The decoherence in these different particles produces a macroscopic world, one which can, to good approximation, ignore the subtleties of microscopic quantum physics. The passage from the very small and quantum to the very big and classical is one of the central concepts of physics, and continues to play an important role in our understanding of Nature.
A very big question
Sometimes, though, these quantum effects do not cancel out. This leads to one of the biggest puzzles in physics today: Why is the Universe so big in the first place? The size of the Universe is, to good approximation, controlled by a parameter known as the cosmological constant. Roughly speaking, the smaller this parameter, the bigger the size of the Universe. The puzzle is that contributions from all the particles in the Universe add up to typically quite large numbers, leading to a surprising (and wrong) prediction that the Universe should actually be small and quantum mechanical, rather than big and classical!
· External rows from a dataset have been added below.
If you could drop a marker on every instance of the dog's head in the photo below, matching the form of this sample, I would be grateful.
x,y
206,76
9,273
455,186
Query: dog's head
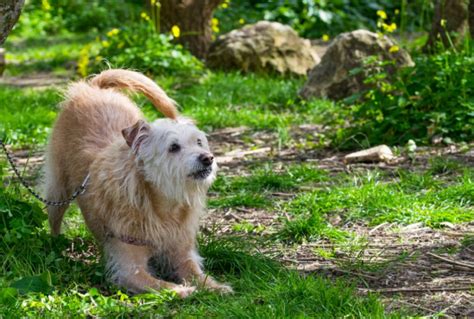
x,y
174,155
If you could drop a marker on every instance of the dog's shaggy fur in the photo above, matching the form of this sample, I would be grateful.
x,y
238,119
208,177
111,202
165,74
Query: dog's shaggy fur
x,y
147,185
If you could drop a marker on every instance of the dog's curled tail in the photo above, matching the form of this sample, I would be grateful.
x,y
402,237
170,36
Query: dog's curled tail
x,y
134,81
A central aim in contemporary research is to better understand how these quantum effects average out to a cosmological constant which is really quite small. There are many theoretical proposals currently being debated, and some will likely be tested in the next few years.
Some possible explanations include the use of supersymmetry, extra dimensions, dynamical dark energy models, and the string landscape—as well as combinations of many of these ideas all at the same time. We do not yet know which elements of these proposals are correct, but the answer hinges on figuring out how quantum physics works at the biggest imaginable distance scales—the scale of the universe itself.